De eigenschappen van amfotere oxiden worden geïllustreerd door het voorbeeld van ZnO:

ZnO + 2HCl = ZnCl2 + H20

ZnO + 2NaOH = Na₂ZnO₂ + H₂O

Niet-vormende oxiden vormen geen zuren of basen (bijvoorbeeld N20, NO).
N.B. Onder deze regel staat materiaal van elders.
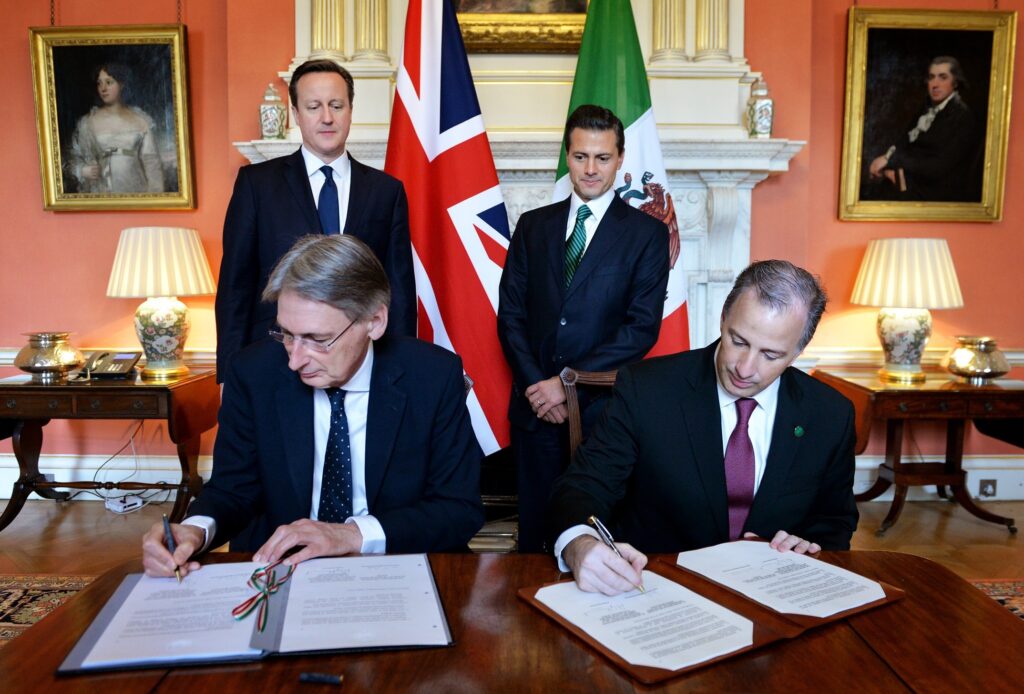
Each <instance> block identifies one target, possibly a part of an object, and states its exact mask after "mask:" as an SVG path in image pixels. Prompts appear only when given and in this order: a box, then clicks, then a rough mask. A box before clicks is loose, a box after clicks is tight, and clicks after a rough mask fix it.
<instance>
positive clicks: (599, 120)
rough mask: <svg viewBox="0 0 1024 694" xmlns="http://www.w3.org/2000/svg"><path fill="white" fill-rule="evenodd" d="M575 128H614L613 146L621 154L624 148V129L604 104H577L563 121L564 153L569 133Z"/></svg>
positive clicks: (567, 140)
mask: <svg viewBox="0 0 1024 694" xmlns="http://www.w3.org/2000/svg"><path fill="white" fill-rule="evenodd" d="M577 128H580V129H582V130H598V131H600V130H614V131H615V148H616V149H618V154H620V155H622V154H623V151H624V150H625V149H626V130H625V129H624V128H623V122H622V121H620V120H618V117H617V116H615V115H614V114H613V113H611V112H610V111H609V110H607V109H605V107H604V106H597V105H594V104H593V103H585V104H583V105H582V106H579V107H578V109H577V110H575V111H573V112H572V114H571V115H569V120H567V121H566V122H565V132H564V134H563V135H562V145H563V146H564V147H565V151H566V154H568V150H569V135H570V134H572V131H573V130H575V129H577Z"/></svg>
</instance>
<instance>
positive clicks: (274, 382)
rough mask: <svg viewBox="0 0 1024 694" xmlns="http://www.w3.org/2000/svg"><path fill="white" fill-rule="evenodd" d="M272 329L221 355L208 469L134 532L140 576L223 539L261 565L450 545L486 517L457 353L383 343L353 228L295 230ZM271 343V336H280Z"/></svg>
mask: <svg viewBox="0 0 1024 694" xmlns="http://www.w3.org/2000/svg"><path fill="white" fill-rule="evenodd" d="M263 299H264V300H265V301H276V303H278V326H279V328H278V329H275V330H274V331H272V332H271V333H270V337H272V338H273V339H274V340H276V341H278V342H280V343H282V344H280V345H279V344H275V343H274V342H271V341H269V340H263V341H260V342H258V343H256V344H253V345H251V346H250V347H248V348H247V349H245V350H244V351H243V352H242V353H241V354H239V356H238V357H237V358H234V359H232V361H231V364H230V366H229V367H228V373H227V379H226V383H225V385H224V396H223V400H222V402H221V406H220V415H219V425H220V428H219V430H218V432H217V441H216V444H215V445H214V451H213V458H214V464H213V476H212V478H211V479H210V482H209V483H208V484H207V485H206V486H204V487H203V490H202V492H201V493H200V495H199V497H197V498H196V501H195V502H193V504H191V506H190V507H189V509H188V517H187V518H185V520H184V522H183V523H182V524H181V525H173V526H172V531H173V533H174V536H175V539H176V541H177V551H176V552H175V553H174V555H173V557H172V556H171V554H170V553H169V552H168V551H167V549H166V547H165V546H164V540H163V530H162V527H163V526H162V524H159V523H158V524H157V525H155V526H154V527H153V529H151V531H150V532H148V533H146V535H145V537H144V538H143V544H142V548H143V563H144V566H145V570H146V572H147V573H150V574H151V575H169V574H170V573H173V570H174V567H175V566H181V567H183V568H185V570H193V569H195V568H197V567H198V563H196V562H190V561H189V559H188V558H189V557H191V555H193V554H194V553H196V552H199V551H202V550H205V549H208V548H210V547H217V546H219V545H221V544H223V543H224V541H227V540H231V539H233V538H236V537H238V536H239V535H240V533H241V532H242V531H243V529H246V533H245V535H244V537H245V539H244V541H243V543H241V545H240V544H237V543H232V549H238V550H246V551H255V553H256V554H255V556H254V560H255V561H258V562H273V561H276V560H278V559H280V558H281V557H282V556H284V554H285V553H286V552H288V551H290V550H292V549H293V548H302V549H300V551H299V552H298V553H297V554H295V555H294V556H292V557H291V558H289V559H288V560H287V562H288V563H298V562H300V561H303V560H305V559H311V558H313V557H321V556H336V555H345V554H353V553H362V554H368V553H382V552H391V553H401V552H451V551H459V550H463V549H465V548H466V543H467V541H468V540H469V538H470V537H471V536H472V535H473V533H474V532H476V531H477V530H478V529H479V528H480V526H481V525H482V523H483V511H482V506H481V504H480V487H479V466H480V458H481V453H480V449H479V446H478V445H477V443H476V438H475V437H474V435H473V429H472V426H471V424H470V419H469V413H468V410H467V409H466V396H465V389H464V382H463V371H462V360H461V359H459V357H458V356H456V355H455V354H453V353H452V352H449V351H447V350H444V349H441V348H439V347H435V346H434V345H430V344H428V343H425V342H421V341H419V340H415V339H412V338H401V337H393V338H385V337H384V332H385V329H386V328H387V321H388V300H389V288H388V281H387V277H386V275H385V273H384V269H383V268H382V267H381V264H380V262H378V260H377V258H376V257H375V255H374V253H373V252H372V251H371V250H370V249H369V248H368V247H367V246H366V245H365V244H364V243H362V242H360V241H358V240H357V238H355V237H354V236H351V235H347V234H345V235H337V234H334V235H330V236H323V235H317V236H306V237H304V238H302V240H300V241H299V242H297V243H296V244H295V246H294V247H293V248H292V250H291V251H289V252H288V253H287V254H286V255H285V257H284V258H282V260H281V262H280V263H279V264H278V266H276V267H275V268H274V270H273V272H272V274H271V275H270V278H269V281H268V284H267V287H266V290H264V292H263ZM282 345H283V346H282Z"/></svg>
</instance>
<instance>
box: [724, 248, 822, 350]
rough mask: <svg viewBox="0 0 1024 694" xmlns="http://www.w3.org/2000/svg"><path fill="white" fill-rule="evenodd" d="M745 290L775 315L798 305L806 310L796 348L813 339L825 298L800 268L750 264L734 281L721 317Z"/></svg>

Bovendien geven ze niet de karakteristieke reactieszoutvormende oxiden. Niet-vormende oxiden kunnen reageren met zuren of alkaliën, maar er worden geen producten gevormd die kenmerkend zijn voor zoutvormende oxiden, bijvoorbeeld bij 150 ° C en 1,5 MPa reageert CO met natriumhydroxide om natriumformiaat te vormen:

CO + NaOH = HCOONa

Nonsolidogene oxiden zijn niet zo wijd verspreid als andere soorten oxiden en worden hoofdzakelijk gevormd door de deelname van tweewaardige niet-metalen.

leuk vond:
0
Basische oxiden en hun eigenschappen
Amfotere hydroxiden - stoffen
Amfotere oxiden. Chemische eigenschappen,
Hoger wolfraamoxide
Alkalimetalen
Chemische eigenschappen van zouten en hun methoden
Wat is de aard van oxiden
IJzeroxide en de productie ervan uit mineraal
Wat zit er in de samenstelling van cement?